Some approbation contains conditions that must be met after initial marketing, such as conducting supplemental clinical studies [48]. For example, the FDA might request a postmarketing, or phase 4, study to examine the perils and benefits of the incipient drug in a different population or to conduct special monitoring in a high-risk population [49, 50]. Alternatively, a phase 4 study might be initiated by the sponsor to assess such issues as the longer term effects of drug exposure, to optimize the dose for marketing, to evaluate the effects in pediatric patients, or to examine the efficacy of the drug for supplemental designations. Postmarketing surveillance is consequential, because even the most well-designed phase 3 studies might not unearth every quandary that could become ostensible once a product is widely utilized. Furthermore, the incipient product might be more widely utilized by groups that might not have been well studied in the clinical tribulations, such as elderly patients. A crucial element in this process is that medicos report any untoward complications. The FDA has set up a medical reporting program called Medwatch to track earnest adverse events [51]. The manufacturer must report adverse drug reactions at quarterly intervals for the first 3 years after approbation[52] including a special report for any solemn and unexpected adverse reactions.

Conclusion

Potential drug development starts by the studies of biochemistry and physiology of the disease and the development of prodrugs [53]. Efforts of which led to develop various novel and advanced drugs and drug delivery approaches such as nanomedicine, molecular engineering and robotics in pharma [54]. Drug discovery has been made easier by inter-disciplinary applications of genomics, proteomics, bioinformatics, and efficient technologies including combinatorial chemistry, High Throughput Screening (HTS), virtual screening, de novo design, in vitro, in silico ADME screening, and structure-based drug design. Advent of Computer Aided Drug Designing and emergence of nanomedicine, molecular engineering, tissue engineering and stem cell technology offer great many applications in the field of drug development and will provide answers to various problems existing currently [55 - 57].
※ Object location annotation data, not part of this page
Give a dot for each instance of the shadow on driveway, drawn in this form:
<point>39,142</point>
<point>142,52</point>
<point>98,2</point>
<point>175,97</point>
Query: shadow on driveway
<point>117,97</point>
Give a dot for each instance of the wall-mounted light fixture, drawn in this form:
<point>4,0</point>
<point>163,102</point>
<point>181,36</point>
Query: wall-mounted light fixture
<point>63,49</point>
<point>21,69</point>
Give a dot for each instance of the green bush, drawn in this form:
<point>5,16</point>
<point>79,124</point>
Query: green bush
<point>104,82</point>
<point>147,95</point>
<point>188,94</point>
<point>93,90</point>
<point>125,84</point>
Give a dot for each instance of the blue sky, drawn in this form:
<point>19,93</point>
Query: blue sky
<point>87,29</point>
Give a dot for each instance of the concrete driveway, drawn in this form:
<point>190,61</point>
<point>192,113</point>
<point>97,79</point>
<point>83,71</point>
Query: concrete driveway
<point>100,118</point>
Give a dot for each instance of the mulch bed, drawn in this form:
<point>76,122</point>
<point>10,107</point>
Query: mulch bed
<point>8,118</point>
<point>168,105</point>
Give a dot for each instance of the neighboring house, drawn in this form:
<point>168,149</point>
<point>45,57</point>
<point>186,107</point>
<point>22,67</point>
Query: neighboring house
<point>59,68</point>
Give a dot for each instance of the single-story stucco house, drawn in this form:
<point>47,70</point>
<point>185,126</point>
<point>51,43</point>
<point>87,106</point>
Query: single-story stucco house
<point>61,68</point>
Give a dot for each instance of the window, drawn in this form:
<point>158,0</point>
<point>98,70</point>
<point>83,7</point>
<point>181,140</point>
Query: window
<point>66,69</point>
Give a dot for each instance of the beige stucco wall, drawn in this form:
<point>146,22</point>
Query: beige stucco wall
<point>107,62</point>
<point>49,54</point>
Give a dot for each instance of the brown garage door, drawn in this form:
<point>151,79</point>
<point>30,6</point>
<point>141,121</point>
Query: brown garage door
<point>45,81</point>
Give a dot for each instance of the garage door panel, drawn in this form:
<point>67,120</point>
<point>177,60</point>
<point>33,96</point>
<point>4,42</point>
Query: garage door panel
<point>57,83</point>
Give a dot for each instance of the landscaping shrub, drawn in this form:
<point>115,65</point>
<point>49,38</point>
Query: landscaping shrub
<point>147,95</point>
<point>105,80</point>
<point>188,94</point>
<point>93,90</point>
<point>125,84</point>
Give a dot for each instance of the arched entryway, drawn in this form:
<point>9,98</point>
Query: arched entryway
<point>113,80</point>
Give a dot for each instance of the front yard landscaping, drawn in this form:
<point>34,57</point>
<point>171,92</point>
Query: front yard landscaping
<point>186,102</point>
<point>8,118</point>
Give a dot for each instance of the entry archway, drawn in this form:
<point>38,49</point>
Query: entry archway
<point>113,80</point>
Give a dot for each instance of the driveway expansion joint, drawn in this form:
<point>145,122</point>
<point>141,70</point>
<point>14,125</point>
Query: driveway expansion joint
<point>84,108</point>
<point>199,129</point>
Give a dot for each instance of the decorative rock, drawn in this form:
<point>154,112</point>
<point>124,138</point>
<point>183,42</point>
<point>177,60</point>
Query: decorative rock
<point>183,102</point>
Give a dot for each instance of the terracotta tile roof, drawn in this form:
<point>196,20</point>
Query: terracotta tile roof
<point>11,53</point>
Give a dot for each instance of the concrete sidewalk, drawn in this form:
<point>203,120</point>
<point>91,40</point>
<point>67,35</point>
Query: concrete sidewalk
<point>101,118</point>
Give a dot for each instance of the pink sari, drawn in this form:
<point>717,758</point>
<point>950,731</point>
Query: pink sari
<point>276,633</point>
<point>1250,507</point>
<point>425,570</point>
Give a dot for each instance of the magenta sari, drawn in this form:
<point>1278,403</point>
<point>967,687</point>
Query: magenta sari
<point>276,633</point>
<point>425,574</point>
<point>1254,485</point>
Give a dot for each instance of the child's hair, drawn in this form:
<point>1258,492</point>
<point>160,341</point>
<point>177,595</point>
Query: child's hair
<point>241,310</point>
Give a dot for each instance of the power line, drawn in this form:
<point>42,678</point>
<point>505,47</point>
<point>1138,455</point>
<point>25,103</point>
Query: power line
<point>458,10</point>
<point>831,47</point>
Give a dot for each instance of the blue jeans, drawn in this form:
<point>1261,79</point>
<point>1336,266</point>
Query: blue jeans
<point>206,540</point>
The discovery, design and development of drugs follows various stages. The clinical phase of the drug development is again divided into sub phases [58 - 60]. At this stage of clinical trials the researcher starts without any presumption for the drug to show particular therapeutic effect [61]. The potential drug is tested on animals and then on healthy volunteers and finally on patients to show the therapeutic effects. The final human phase using patient subjects will be carried out after the drug has been proved to show therapeutic effect and has been granted a license [62 - 64]. When a drug survives through all the clinical trial phases the researcher applies New Drug Application with the FDA for the review and recommendations, which contains information about pre-clinical and clinical research information in terms of chemical makeup and manufacturing process, pharmacology and toxicity of the compound, human pharmacokinetics [65, 66], results of the clinical trials, and proposed labeling. Post-marketing surveillance is consequential, because even the most well-designed phase 3 studies might not unearth every quandary that could become ostensible once a product is widely utilized.